Each of the Company and EVI agrees that it will not, and it will cause its
respective representatives not to, use any information obtained pursuant to
this Section 5.4 for any purpose unrelated to the consummation of the
transactions contemplated by this Agreement.  The Confidentiality Agreement
dated February 23, 1998 (the "Confidentiality Agreement"), by and between the
Company and EVI, shall apply with respect to information furnished by the
Company, EVI and their respective subsidiaries and representatives thereunder
or hereunder and any other activities contemplated thereby.  The parties agree
that this Agreement and the transactions contemplated hereby shall not
constitute a violation of the Confidentiality Agreement and that the provisions
hereof shall supersede all provisions of the Confidentiality Agreement in the
event of a conflict.

         SECTION 5.5.  Reasonable Efforts; Notification.

         (a)     Upon the terms and subject to the conditions set forth in this
Agreement, except to the extent otherwise required by United States regulatory
considerations and otherwise provided in this Section 5.5, each of the parties
agrees to use reasonable efforts to take, or cause to be taken, all actions,
and to do, or cause to be done, and to assist and cooperate with the other
parties in doing, all things necessary, proper or advisable to consummate and
make effective, in the most expeditious manner practicable, the Merger, and the
other transactions contemplated by this Agreement, including (i) the obtaining
of all necessary actions or nonactions, waivers, consents and approvals from
Governmental Entities and the making of all necessary registrations and filings
(including filings with Governmental Entities, if any) and the taking of all
reasonable steps as may be necessary to obtain an approval or waiver from, or
to avoid an action or proceeding by, any Governmental Entity, (ii) the
obtaining of all necessary consents, approvals or waivers from third parties,
(iii) the defending of any lawsuits or





                                      -30-
<PAGE>   37
other legal proceedings, whether judicial or administrative, challenging this
Agreement or the consummation of the transactions contemplated hereby,
including seeking to have any stay or temporary restraining order entered by
any court or other Governmental Entity vacated or reversed and (iv) the
execution and delivery of any additional instruments (including any required
supplemental indentures) necessary to consummate the transactions contemplated
by this Agreement.  Notwithstanding the foregoing, neither party shall be
required to agree to any consent, approval or waiver that would require such
party to take an action that would impair the value that such party reasonably
attributes to the Merger and the transactions contemplated thereby.  In
connection with and without limiting the foregoing, each of the Company and EVI
and its respective Board of Directors shall (i) take all action necessary to
ensure that no state takeover statute or similar statute or regulation is or
becomes applicable to the Merger, (ii) if any state takeover statute or similar
statute or regulation becomes applicable to the Merger, take all action
necessary to ensure that the Merger may be consummated as promptly as
practicable on the terms contemplated by this Agreement and otherwise to
minimize the effect of such statute or regulation on the Merger and (iii)
cooperate with each other in the arrangements for refinancing any indebtedness
of, or obtaining any necessary new financing for, the Company and the Surviving
Corporation.

         (b)     The Company shall give prompt notice to EVI, and EVI shall
give prompt notice to the Company, of (i) any representation or warranty made
by it contained in this Agreement becoming untrue or inaccurate in any respect
or (ii) the failure by it to comply with or satisfy in any material respect any
covenant, condition or agreement to be complied with or satisfied by it under
this Agreement; provided, however, that no such notification shall affect the
representations or warranties or covenants or agreements of the parties or the
conditions to the obligations of the parties hereunder.

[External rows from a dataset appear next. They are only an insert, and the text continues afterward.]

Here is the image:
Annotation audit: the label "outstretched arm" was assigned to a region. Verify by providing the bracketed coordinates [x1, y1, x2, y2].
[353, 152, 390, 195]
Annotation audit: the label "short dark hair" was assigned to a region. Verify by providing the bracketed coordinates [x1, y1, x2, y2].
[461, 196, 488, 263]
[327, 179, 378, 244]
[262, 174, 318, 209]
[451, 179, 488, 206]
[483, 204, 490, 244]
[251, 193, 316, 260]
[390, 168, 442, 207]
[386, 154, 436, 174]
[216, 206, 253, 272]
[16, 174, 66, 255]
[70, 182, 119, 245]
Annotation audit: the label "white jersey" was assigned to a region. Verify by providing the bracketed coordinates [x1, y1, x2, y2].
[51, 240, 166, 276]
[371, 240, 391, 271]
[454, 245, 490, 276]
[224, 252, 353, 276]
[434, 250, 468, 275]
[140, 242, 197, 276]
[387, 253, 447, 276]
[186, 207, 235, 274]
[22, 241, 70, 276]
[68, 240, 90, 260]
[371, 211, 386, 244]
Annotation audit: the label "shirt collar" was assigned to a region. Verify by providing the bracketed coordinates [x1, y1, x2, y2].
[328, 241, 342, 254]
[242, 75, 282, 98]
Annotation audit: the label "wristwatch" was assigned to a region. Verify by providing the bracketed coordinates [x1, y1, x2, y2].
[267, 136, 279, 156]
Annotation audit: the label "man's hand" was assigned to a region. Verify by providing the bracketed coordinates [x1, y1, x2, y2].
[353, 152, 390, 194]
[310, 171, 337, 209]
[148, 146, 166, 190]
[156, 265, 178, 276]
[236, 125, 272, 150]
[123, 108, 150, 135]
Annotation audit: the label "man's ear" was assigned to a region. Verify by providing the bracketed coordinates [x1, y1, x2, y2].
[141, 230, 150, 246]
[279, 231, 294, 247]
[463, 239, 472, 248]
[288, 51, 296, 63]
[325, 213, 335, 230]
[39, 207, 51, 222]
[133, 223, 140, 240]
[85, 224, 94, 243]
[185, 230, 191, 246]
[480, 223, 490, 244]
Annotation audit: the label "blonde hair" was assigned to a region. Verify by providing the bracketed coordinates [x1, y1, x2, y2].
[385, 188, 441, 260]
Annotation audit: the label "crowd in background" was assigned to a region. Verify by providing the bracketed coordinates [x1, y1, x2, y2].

                 (c)(i)   Each of the parties hereto shall file a premerger
         notification and report form under the HSR Act with respect to the
         Merger as promptly as reasonably possible following execution and
         delivery of this Agreement.  Each of the parties agrees to use
         reasonable efforts to promptly respond to any request for additional
         information pursuant to Section (e)(1) of the HSR Act.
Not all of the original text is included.